In this answer and other's that I've read, finding the units in $\mathbb{Z}[\sqrt{2}]$ (elements of the form $a + b\sqrt{2}$ for integers $a$ and $b$) is equivalent to finding the solutions to $a^2-2b^2 = \pm 1$. So from my understanding, for a ring $R$, $u \in R$ is a unit if there exists a $v \in R$ such that $uv = vu = 1_R$, with $1_R$ being the multiplicative identity in the ring.
So I have 2 questions:
- My understanding is that we arrive at this because $(a+b\sqrt{2})(a-b\sqrt{2}) = a^2-2b^2$, so units can only come in conjugate pairs. I could intuitively reason that this is because $(a+b\sqrt{2})x$ would have a $\sqrt{2}$ term if $x$ is not conjugate, but I'm not sure if this is strictly the reason why the units are only conjugates.
- Why can they multiply to $-1$ and still be a unit? Is it because if $(a+b\sqrt{2})(a-b\sqrt{2}) = a^2-2b^2 = -1$, then $(a+b\sqrt{2})^2(a-b\sqrt{2})^2 = (-1)^2 = 1$, and thus the inverse of $(a+b\sqrt{2})$ is $(a+b\sqrt{2})(a-b\sqrt{2})^2$?
Define the norm $N:\mathbb Z[\sqrt 2]\mapsto \mathbb Z$ as follows: $$N(a+b\sqrt 2)=a^2-2b^2\tag{1}$$ or $$N(x)=x\bar{x}\tag{2}$$ Then notice that for all $x,y\in\mathbb Z[\sqrt 2]$, we have that $$N(xy)=N(x)N(y)\tag{3}$$ Thus, suppose that $x\in\mathbb Z[\sqrt 2]$ is a unit. Then let $x^{-1}$ be its inverse.
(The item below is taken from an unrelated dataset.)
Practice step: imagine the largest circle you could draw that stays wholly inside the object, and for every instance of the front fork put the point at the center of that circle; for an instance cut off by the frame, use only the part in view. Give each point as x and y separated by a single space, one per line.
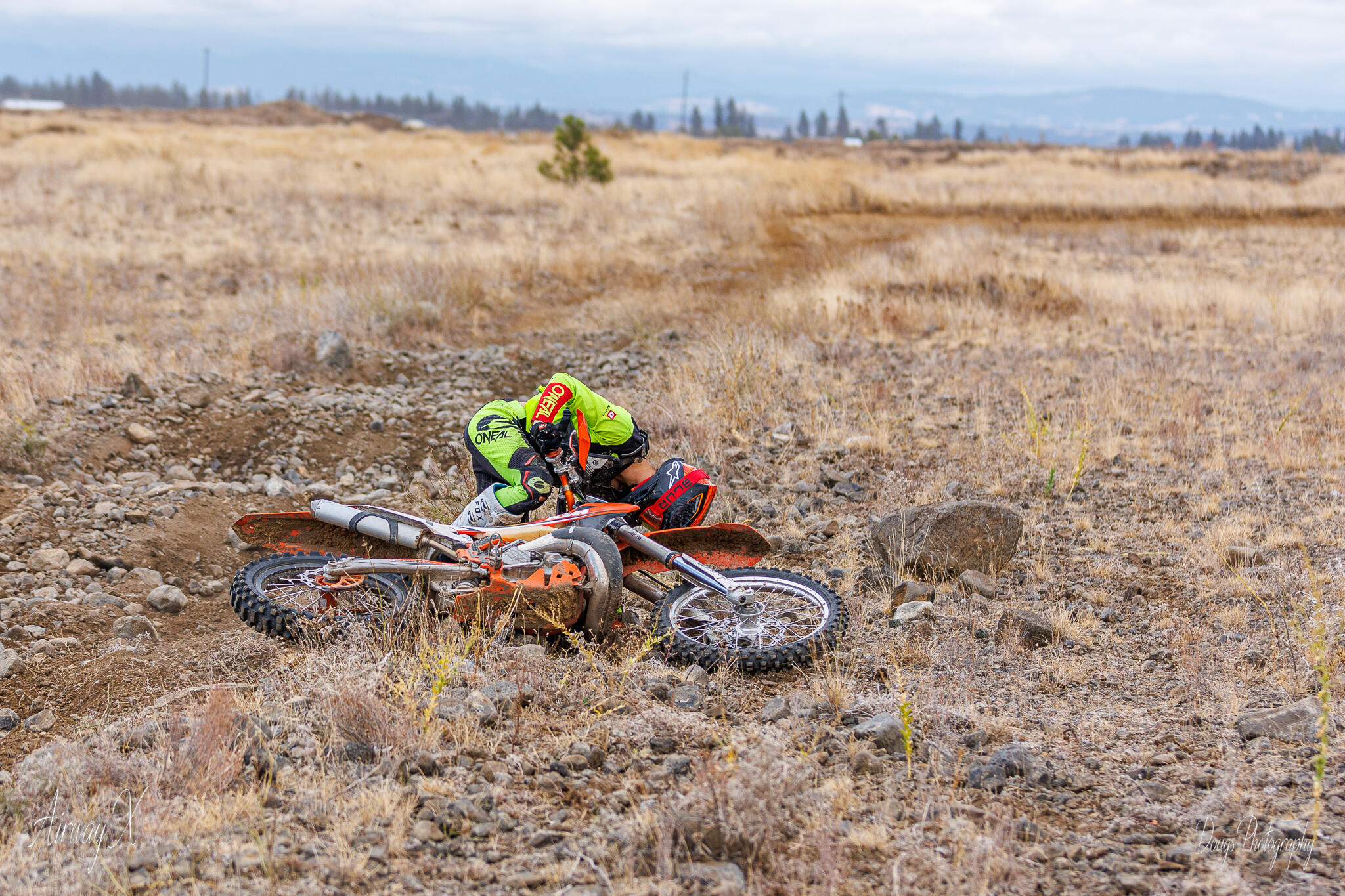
690 568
We have by $(3)$ that $$1=N(1)=N(xx^{-1})=N(x)N(x^{-1})$$ and so $N(x)$, which is an integer, is a unit, with multiplicative inverse $N(x^{-1})$. Since the only units in $\mathbb Z$ are $\pm 1$, we have that $N(x)=a^2-2b^2$ must equal $+1$ or $-1$.
This proves that $a^2-2b^2$ must equal $1$ or $-1$ if $x$ is a unit. Now we must prove the converse.
Suppose $N(x)=a^2-2b^2=\pm 1$. Then, by $(2)$, $x\bar{x}=1$ or $x\bar{x}=-1$. If the former is true, then $\bar{x}$ is the inverse of $x$ and $x$ is a unit; if the latter is true, then $-\bar{x}$ is the inverse of $x$ and $x$ is a unit.
Proof complete!
Now I shall address a generalized form of your first question. Suppose that $x,y\in\mathbb Z[\sqrt 2]$, and that $xy\in\mathbb Z$. Write $x=a+b\sqrt 2$ and $y=c+d\sqrt 2$. Then $$xy=(ac+2bd)+(ad+bc)\sqrt{2}$$ For $xy\in\mathbb Z$ to hold, it must be true that the coefficient $ad+bc$ of $\sqrt 2$ vanishes. Thus, we have $$ad+bc=0$$ or $$\frac{a}{b}=-\frac{c}{d}$$ ...which implies that the ratios of the rational and irrational parts of $x$ and $y$ are equal and opposite. This is equivalent to stating the existence of $z\in\mathbb Z[\sqrt 2]$ such that $z|x$ and $\bar{z}|y$.
If you apply this to units, you can see that it is indeed true that all units must come in conjugate pairs.